On Wed, May 07, 2014 at 11:56:18AM -0700, Junio C Hamano wrote:
> John Keeping <j...@keeping.me.uk> writes:
> 
> > On Tue, May 06, 2014 at 05:01:59PM -0700, Junio C Hamano wrote:
> > ...
> >> Another thing to keep in mind is that we need to ensure that we give
> >> a good way for these third-party tools to integrate well with the
> >> core Git tools to form a single toolchest for the users.  I would
> >> love to be able to do
> >> 
> >>     $ (cd git.git && make install)
> >>     $ (cd git-imerge.git && make install)
> >> 
> >> and then say "git imerge", "git --help imerge", etc.  The same for
> >> the remote helpers that we may be splitting out of my tree into
> >> their own stand-alone projects.
> >
> > This can already work given suitable installation.  With
> > git-integration[1] I can type `git help integration` and it shows me the
> > man page in the same way that `git help commit` does.  When I manually
> > linked the HTML file to the right place `git help -w integration` worked
> > as well.
> 
> That "when I manually" part is what I meant by "we give a good way
> for these third-party tools" above, and "make it really easy to
> install these third-party tools" in the remaining part of the
> message you are responding to.
> 
> > I think this is enough...

Having thought about it a bit more after reading Felipe's reply, it
would be nice if there were some way for third-party tools to install
HTML documentation without relying on `git --html-path` but I cannot see
an obvious way to do that as there isn't a standard $HTML_PATH to match
$MAN_PATH and $PATH.

I've never tried `git help --info` until this thread, but I think we
could make some trivial improvements to that in order to support .info
documentation for third-party tools.

> The reason why I CC'ed Michael was primarily because I thought you
> were not one of those third-party tools maintainers (and secondarily
> I am a fairly big fan of imerge), but it is good to hear your
> opinion as another third-party provider.  Your git-integrate might
> turn into something I could augment my workflow with with some
> additions.  What is missing (I only read the full manual page at
> http://johnkeeping.github.io/git-integration/git-integration.html)
> to support my workflow seems to be:
> 
>  - specifying a merge strategy per branch being merged;

This is already supported by the "merge" instruction:

        If any options are given after the ref (and on the same line)
        then these are passed to git merge. This may be useful for
        specifying an alternative merge strategy for a branch.
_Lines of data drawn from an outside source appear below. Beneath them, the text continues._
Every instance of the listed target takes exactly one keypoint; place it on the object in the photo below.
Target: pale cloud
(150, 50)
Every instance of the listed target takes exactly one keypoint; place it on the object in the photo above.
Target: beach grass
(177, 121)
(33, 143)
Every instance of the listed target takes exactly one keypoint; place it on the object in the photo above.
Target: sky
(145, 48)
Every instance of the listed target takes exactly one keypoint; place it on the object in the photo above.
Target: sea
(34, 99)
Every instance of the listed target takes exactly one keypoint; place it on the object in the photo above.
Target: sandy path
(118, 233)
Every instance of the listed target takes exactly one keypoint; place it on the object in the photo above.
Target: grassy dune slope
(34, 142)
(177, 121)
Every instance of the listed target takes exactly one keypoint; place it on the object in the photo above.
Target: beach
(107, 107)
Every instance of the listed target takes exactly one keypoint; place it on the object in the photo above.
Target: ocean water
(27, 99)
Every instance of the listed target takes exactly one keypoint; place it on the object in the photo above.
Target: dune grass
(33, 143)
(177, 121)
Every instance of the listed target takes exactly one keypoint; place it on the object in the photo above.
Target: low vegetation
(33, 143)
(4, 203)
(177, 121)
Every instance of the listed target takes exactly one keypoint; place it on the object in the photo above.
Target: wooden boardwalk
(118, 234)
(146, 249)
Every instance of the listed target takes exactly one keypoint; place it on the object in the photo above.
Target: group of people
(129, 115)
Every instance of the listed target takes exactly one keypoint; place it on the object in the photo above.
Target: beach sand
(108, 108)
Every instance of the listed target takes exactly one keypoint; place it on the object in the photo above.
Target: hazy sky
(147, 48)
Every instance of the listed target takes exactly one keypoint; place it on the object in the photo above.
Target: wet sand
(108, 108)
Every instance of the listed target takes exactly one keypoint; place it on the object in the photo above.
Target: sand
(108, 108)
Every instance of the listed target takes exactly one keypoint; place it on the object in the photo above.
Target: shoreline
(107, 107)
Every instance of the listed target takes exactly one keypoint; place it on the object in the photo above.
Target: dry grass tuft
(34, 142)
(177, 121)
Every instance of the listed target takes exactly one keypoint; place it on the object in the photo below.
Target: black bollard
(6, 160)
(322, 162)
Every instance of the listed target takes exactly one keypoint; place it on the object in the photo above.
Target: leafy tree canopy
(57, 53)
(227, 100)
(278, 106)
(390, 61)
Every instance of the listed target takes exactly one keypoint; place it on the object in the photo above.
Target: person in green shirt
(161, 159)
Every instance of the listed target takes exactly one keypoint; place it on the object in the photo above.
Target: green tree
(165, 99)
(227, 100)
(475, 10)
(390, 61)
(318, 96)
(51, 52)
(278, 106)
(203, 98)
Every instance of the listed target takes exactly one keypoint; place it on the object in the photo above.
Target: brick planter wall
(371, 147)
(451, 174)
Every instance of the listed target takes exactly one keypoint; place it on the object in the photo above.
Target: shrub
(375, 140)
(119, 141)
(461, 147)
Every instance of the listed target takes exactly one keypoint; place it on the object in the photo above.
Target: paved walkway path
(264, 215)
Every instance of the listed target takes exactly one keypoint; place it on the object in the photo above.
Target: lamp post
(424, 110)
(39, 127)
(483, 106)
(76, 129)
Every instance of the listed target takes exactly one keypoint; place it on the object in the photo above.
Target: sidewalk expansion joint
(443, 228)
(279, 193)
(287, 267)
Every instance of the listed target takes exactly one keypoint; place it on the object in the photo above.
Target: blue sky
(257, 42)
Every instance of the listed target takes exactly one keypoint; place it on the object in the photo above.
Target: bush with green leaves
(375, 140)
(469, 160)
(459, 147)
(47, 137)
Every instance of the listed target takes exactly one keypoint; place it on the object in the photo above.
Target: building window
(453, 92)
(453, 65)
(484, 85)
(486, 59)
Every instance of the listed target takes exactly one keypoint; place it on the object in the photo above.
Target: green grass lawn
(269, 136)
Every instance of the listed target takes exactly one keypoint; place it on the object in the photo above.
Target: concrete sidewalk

>  - support evil merges or picking a fix-up commit;

I have an implementation of this on a branch, but have never merged it
because it's not something I need to do often and it is very hard to
support for git-integration's "status" output.

One of my primary use cases for git-integration involves pulling
together branches owned by others (either in the same repository or by
having fetched from their repositories); in this case it is interesting
to see if/how a branch has changed since the last time the integration
branch was built.  This also handles changes to the instruction sheet
without an immediate rebuild.

I have not found a good way of figuring out whether a fixup commit has
been applied and squashed into a merge) so I have let the branch sit
there awaiting a perfect solution (which I doubt exists).  It may be
that the status of a fixup is unimportant, so it could just be marked as
unknown; I am mostly convinced that marking it as unknown is going to be
better than an heuristic that is right most of the time.

>  - leaving an empty commit only to leave comment in the history.

This would be easy to add.

> and until that happens, I'll keep using the Reintegrate script found
> in my 'todo' branch.

When I originally wrote git-integration I purposefully did not target
your workflow because I (perhaps wrongly) assumed that the interaction
between the different integration branches would mean that Git was
better served sticking to the custom Reintegrate script.